THE MANHATTAN PROJECT: The Second Most Expensive Weapons Project in U.S. History
Did you know that the Manhattan Project produced the first nuclear weapons in the world, and that the project cost nearly a whopping US$2 billion (equivalent to about $24 billion in 2021)?
The Manhattan Project was a research and development undertaking during World War II and was led by the United States in collaboration with the United Kingdom and with support from Canada. There was a Japanese nuclear weapon program, but it lacked the human, mineral, and financial resources of the Manhattan Project, and never made much progress towards developing an atomic bomb.
The discovery of nuclear fission in 1938 made the development of an atomic bomb a theoretical possibility. The Manhattan Project was thus conceived as a result of Albert Einstein’s knowledge of the atomic weapons being built by the Germans after which he sent a letter relaying this crucial information to Franklin Roosevelt, the then President of the United States in 1939. Fears that a German atomic bomb project would develop atomic weapons first, especially among scientists who were refugees from Nazi Germany and other fascist countries, were expressed in the Einstein–Szilard letter to Roosevelt. This prompted preliminary research in the US in late 1939. Progress was slow until the arrival of the British MAUD Committee report in late 1941, which indicated that only 5 to 10 kilograms of isotopically-pure uranium-235 were needed for a bomb instead of tons of natural uranium and a neutron moderator like heavy water.
Consequently, the work was accelerated, first as a pilot program, and finally in the agreement by Roosevelt to turn the work over the U.S. Army Corps of Engineers to construct the production facilities necessary to produce uranium-235 and plutonium-239. This work was consolidated within the newly-created Manhattan Engineer District, which became better known as the Manhattan Project, eventually under the direction of Major General Leslie R. Groves, Jr. of the U.S. Army Corps of Engineers from 1942 to 1946.
The nuclear physicist J. Robert Oppenheimer was appointed the director of the Los Alamos Laboratory in New Mexico that designed the bombs. The Army component was designated the Manhattan District, as its first headquarters were in Manhattan; the name gradually superseded the official codename, Development of Substitute Materials, for the entire project. The project absorbed its earlier British counterpart, Tube Alloys.
The Manhattan Project grew rapidly and employed nearly 130,000 people at its peak and cost nearly US$2 billion (equivalent to about $24 billion in 2021). Over 90 percent of the cost was for building factories and to produce fissile material, with less than 10 percent for development and production of the weapons. Research and production took place at more than 30 sites across the United States, the United Kingdom, and Canada.

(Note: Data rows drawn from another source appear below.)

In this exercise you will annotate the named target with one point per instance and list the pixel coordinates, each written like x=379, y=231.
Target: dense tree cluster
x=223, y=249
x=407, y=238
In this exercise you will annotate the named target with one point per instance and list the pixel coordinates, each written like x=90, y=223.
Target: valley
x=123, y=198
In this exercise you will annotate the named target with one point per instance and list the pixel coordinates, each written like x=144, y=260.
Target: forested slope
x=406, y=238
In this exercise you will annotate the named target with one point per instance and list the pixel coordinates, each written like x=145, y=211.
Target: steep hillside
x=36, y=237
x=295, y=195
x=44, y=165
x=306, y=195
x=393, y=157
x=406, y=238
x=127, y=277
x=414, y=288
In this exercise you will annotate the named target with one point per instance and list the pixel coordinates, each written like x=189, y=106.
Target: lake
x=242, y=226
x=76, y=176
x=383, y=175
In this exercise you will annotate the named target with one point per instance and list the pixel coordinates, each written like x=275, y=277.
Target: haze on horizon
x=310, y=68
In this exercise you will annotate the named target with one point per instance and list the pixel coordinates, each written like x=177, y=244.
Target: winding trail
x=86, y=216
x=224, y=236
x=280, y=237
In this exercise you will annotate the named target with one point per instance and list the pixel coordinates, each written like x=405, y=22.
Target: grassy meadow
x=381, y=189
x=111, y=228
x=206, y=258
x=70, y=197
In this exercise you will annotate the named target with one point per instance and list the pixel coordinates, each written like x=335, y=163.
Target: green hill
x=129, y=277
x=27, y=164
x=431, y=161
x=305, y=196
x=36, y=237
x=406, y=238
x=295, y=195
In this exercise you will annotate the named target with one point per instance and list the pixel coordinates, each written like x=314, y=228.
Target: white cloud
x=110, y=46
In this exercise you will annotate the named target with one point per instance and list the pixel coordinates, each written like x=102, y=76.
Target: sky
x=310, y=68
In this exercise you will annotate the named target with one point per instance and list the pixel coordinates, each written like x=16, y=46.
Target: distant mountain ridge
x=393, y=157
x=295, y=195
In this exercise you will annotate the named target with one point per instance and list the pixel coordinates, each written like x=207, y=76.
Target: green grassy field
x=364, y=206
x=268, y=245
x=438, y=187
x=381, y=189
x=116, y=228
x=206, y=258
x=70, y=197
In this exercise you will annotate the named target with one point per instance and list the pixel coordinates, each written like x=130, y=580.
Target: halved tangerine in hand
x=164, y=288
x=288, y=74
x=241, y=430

The project led to the development of two types of atomic bombs, both developed concurrently, during the war: a gun-type fission weapon that used uranium-235, called Little Boy, and a more complex implosion-type nuclear weapon that used plutonium-239, called Fat Man. Three methods were employed for uranium enrichment: electromagnetic, gaseous and thermal. In parallel with the work on uranium was an effort to produce plutonium.
The project was also charged with gathering intelligence on the German nuclear weapon project. Through Operation Alsos, Manhattan Project personnel served in Europe, sometimes behind enemy lines, where they gathered nuclear materials and documents, and rounded up German scientists. Despite the Manhattan Project's tight security, Soviet atomic spies successfully penetrated the program.
The first nuclear device ever detonated was an implosion-type bomb during the Trinity test, conducted at New Mexico's Alamogordo Bombing and Gunnery Range on 16 July 1945. Little Boy and Fat Man bombs were used a month later in the atomic bombings of Hiroshima and Nagasaki, respectively, with Manhattan Project personnel serving as bomb assembly technicians and weaponeers on the attack aircraft.
In the immediate postwar years, the Manhattan Project conducted weapons testing at Bikini Atoll as part of Operation Crossroads, developed new weapons, promoted the development of the network of national laboratories, supported medical research into radiology and laid the foundations for the nuclear navy. It maintained control over American atomic weapons research and production until the formation of the United States Atomic Energy Commission (UNAEC) in January 1947.
A total of four weapons (the Trinity gadget, Little Boy, Fat Man, and an unused Fat Man bomb) were produced by the end of 1945, making the average cost per bomb around $500 million in 1945 dollars. By comparison, the project's total cost by the end of 1945 was about 90% of the total spent on the production of US small arms (not including ammunition) and 34% of the total spent on US tanks during the same period. Overall, it was the second most expensive weapons project undertaken by the United States in World War II, behind only the design and production of the Boeing B-29 Superfortress.